エコノミストならずとも、多くの国民が感じている常識的な感慨ではないか。
日銀でリフレを進めようとする人たちには、基調的にインフレにすれば経済が良くなるとの信仰が深い。
一方、リフレに懐疑的な人たちは、経済が良くなることでインフレになるのでなければ意味がないと考える。
QQE実施後の日本経済を見る限り、インフレの上下と経済の善し悪しは必ずしも同期していない。

「日本の潜在成長率は年1%未満なので、今のインフレ率とは整合性がある。
『デフレがしみ付いている』というのは間違い。
『デフレ脱却』とは、安倍晋三政権が仮想敵を作って求心力を高めるための政治的スローガンにすぎない。」

日銀が2%物価目標に拘泥する間、デフレ退治をスローガンにしていた政権はさっさと脱デフレを宣言してしまった。
自律反発の部分も含めて政権の手柄だと宣伝し、経済は回復したと国民にアピールを続けている。
それなのに、日銀だけがいまだに潜在成長率と擦り合わない物価目標を掲げ、迷走を続けている。
その姿は、政府が降伏を決め、大本営の司令官らがぬくぬくと生きながらえる中、意味もなく玉砕を強いられる部隊のようだ。
さらに問題なのは、日銀が迷走を続ければ続けるほど、日銀のバランスシート拡大を通して日本経済の抱えるリスクが増大してしまう点にある。
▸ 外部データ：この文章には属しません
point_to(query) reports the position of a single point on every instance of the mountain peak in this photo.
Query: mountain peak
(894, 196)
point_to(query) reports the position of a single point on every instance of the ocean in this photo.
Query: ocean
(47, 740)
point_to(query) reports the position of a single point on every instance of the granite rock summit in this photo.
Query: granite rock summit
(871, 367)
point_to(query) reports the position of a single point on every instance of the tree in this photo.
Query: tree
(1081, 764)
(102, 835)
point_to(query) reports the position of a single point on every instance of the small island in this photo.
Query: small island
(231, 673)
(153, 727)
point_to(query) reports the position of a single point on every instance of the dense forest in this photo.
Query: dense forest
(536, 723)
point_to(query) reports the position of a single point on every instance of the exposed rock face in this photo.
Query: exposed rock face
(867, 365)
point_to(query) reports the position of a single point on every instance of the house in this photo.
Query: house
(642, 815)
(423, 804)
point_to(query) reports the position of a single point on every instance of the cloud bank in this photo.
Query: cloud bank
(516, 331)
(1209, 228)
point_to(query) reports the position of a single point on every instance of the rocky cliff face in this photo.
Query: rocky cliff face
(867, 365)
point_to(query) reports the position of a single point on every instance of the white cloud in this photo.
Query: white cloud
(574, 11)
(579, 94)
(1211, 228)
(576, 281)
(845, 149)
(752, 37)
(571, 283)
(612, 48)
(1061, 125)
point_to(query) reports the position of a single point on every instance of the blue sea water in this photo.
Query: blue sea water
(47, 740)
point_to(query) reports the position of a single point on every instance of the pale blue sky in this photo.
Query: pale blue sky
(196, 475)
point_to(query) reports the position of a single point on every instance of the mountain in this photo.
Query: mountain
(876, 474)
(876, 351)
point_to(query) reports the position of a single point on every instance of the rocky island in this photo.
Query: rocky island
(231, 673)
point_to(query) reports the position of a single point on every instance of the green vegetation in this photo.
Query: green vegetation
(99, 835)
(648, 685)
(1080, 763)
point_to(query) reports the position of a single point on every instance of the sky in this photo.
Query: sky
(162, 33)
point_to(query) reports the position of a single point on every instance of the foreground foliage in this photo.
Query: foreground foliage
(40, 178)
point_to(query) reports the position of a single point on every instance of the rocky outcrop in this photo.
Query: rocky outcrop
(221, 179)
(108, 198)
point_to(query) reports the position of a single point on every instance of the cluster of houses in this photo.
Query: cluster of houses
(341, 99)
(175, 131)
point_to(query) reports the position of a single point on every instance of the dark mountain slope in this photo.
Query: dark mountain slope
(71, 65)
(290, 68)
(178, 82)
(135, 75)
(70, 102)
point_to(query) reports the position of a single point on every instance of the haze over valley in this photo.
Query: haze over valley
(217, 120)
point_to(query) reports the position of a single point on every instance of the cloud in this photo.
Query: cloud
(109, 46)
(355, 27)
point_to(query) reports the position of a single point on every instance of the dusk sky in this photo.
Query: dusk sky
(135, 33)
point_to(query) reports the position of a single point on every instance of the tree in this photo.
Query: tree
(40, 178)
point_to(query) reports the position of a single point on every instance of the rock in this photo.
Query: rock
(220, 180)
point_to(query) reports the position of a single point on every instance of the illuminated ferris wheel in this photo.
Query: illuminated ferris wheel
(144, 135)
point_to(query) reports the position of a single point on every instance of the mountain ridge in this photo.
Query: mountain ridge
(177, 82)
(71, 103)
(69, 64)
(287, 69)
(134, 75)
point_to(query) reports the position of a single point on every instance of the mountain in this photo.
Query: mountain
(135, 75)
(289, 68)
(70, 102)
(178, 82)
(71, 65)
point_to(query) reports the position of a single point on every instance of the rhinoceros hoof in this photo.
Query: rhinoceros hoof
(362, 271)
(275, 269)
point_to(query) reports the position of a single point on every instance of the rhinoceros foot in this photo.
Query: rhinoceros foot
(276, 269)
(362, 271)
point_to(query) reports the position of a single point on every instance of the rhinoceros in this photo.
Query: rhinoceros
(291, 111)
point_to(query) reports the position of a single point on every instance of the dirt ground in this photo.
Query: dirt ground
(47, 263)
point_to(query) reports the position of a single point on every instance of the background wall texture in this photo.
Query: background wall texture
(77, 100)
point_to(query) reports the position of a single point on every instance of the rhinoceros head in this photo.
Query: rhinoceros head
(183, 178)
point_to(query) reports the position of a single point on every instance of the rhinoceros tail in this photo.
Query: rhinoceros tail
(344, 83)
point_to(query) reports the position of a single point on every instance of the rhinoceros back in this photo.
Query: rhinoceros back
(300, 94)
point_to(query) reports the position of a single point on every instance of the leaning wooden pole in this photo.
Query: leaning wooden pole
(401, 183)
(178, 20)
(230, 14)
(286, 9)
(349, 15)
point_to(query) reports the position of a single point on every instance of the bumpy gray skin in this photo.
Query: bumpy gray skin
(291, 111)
木内氏は、経済安定化政策の役割について問い直している。

「金融政策は、何らかのショックによる一時的な景気後退時に、あくまでも将来の需要を前借りして需給ギャップを埋めるものだ。
財政政策も同様だ。」

基調的なインフレ率を上昇させたいなら潜在成長率を引き上げるのが王道だ。
ところが、リフレ派の中にはインフレ/デフレが純粋な貨幣現象にすぎないと考える人が存在していた。
QQEによって日本経済が異次元の日本に遷移し、循環的に戻らなくても済むというような夢物語が語られていた。
遷移の先には、インフレと経済成長が用意されているというわけだ。
しかし、こうした楽観的な見方は日本だけでなく欧米においても下火になってきている。
欧米において基調的な物価水準が十分でなくとも、金融政策を引き締め的にしようとする動きがあるのがその証左だ。
彼らは今、金融政策正常化が経済を危機の頃に引き戻すのではないかとの恐れを払拭しきれない。

前借りを多くすれば、返済も重くなる。
経済安定化策が経済循環をならすのが役割なら、一定の経済回復を見た今、長く続けてはいけない。
早晩、市場から買える国債はなくなる。
木内氏は、日銀でも金融政策の「正常化は必至」だとして、その道筋を示すべきと語っている。